I have always been fascinated by how life's building blocks create remarkable variety in form and function. But I only considered plants at the end of graduate school. A talk by Pat Brown (a Stanford biochemist and founder of Impossible Foods) led me to consider sustainable food production in a changing climate. I then learned about how technological breakthroughs in the mid-1900s led to higher yielding cereal crops that lifted many from poverty. One such crop, a rice variety with 30% greater yield, helped lift postwar Korea from hunger to abundance in one generation – that of my parents.

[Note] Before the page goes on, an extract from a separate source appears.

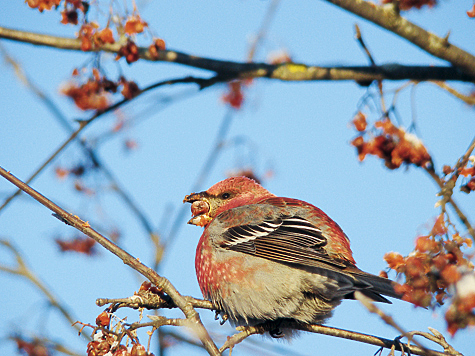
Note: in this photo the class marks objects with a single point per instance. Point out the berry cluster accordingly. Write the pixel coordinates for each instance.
(389, 142)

Unfortunately, the incredible natural diversity that allows plants to flourish in different environments has been lost in many crops. In my lab, we generate diversity in plant proteins and simulate evolution to find the most successful versions. We focus on helping crops withstand increasing disease outbreaks and extreme weather. For example, plants have immune proteins that recognize some pathogens but not others. Can we engineer proteins that recognize and protect against a broader range of crop pathogens? Protein aggregation is part of plants' response to heat and pathogen infection. Can we fine-tune these aggregating proteins to enhance crop resilience to stress? Plants are master chemists, generating energy from sunlight, yet many proteins involved in photosynthesis are inefficient and sensitive to heat stress. Can we engineer better photosynthetic proteins? Through our work, we hope to contribute to food security and sustainable agriculture while learning the rules connecting protein sequence, structure, and function."